Food & Drink

Tomatoes Are the Best Ice Cream Topping

This post originally appeared in the August 29, 2022 edition of The Move, a place for Eater’s editors to reveal their recommendations and pro dining tips — sometimes thoughtful, sometimes weird, but always someone’s go-to move. Subscribe now.


During a heatwave, my diet relies heavily on tomatoes. It’s peak season for nightshades, and the produce aisle is teeming with everything from beefy heirlooms to dapper cherries. In my mind, there is one variety that reigns supreme and that of course is the Sungold, as cheery and precious as its name implies.

I hoard them by the pint like there’s no tomorrow. But after rotating between light salads, gentle sauces, and gingerly popping them into my mouth like candy, I wanted something else. The opportune moment came when I tried the olive oil ice cream from Bad Habit, a New York City-based ice cream company that made some of the most alluringly dense stuff out there. It tasted so much like the thing it purported to be that it screamed for one thing, and one thing only — fresh tomato.

After scooping some ice cream into a bowl, I dropped in a few Sungolds, on the verge of bursting, and what stray leaves were left from my withering basil plant. It was the perfect complement to the olive oil’s grassy salinity, the Sungolds’ slightly sweet acidity balancing the velvety fat of the frozen dairy. I experimented with more ice cream flavors: Van Leeuwen’s blueberry shortcake also did the trick, as did the sour cream canned-peaches flavor from Morgenstern’s.

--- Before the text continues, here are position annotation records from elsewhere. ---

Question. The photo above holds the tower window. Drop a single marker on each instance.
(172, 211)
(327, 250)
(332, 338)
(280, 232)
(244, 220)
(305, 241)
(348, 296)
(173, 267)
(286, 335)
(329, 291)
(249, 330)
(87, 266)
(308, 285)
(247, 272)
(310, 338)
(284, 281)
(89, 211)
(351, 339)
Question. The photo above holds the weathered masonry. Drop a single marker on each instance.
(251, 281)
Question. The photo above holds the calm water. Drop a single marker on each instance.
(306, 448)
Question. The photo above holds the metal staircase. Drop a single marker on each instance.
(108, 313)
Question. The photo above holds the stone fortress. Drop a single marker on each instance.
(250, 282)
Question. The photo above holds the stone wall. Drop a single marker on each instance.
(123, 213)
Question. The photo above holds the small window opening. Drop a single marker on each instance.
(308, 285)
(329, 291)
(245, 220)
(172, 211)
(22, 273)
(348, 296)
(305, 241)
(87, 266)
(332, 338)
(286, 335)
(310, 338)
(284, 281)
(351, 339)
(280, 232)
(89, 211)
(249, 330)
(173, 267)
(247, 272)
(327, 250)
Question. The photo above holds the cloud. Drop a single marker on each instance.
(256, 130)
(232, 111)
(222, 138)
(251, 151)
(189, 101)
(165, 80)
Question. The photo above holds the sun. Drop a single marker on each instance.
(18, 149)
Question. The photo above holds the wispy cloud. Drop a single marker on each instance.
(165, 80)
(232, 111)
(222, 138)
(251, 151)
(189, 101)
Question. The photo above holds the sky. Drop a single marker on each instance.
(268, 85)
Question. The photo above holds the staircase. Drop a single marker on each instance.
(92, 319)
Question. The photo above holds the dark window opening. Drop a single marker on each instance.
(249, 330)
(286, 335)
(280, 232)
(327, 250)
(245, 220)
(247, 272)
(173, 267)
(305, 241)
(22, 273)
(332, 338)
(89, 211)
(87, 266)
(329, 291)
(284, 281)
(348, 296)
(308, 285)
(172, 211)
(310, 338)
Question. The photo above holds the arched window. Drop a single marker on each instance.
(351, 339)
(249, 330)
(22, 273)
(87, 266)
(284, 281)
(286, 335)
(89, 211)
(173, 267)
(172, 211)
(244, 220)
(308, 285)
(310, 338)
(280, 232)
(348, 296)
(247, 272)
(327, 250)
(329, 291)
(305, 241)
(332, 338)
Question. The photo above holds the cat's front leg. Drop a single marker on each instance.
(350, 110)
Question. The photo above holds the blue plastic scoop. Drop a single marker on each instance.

The combination is not actually as strange as it might sound at first. The case has already been made for unorthodox toppings like bacon and sea salt. Dipping french fries into a Frosty is practically a rite of passage. Savory ice cream bases — wasabi, avocado, pickle, even mac and cheese — are polarizing but generally accepted as part of the flavor landscape today. Tomatoes as a topping are practically a foregone conclusion.

If you can’t find Sungolds, then your basic cherry tomato or an orangey heirloom would suffice. And if you are an enterprising human being with time to spare, I suppose you could cook tomatoes down into a jam first, which I’d wager would go over swimmingly. But I don’t have time to spare. Tomatoes on ice cream is a fleeting treat for these final days of summer.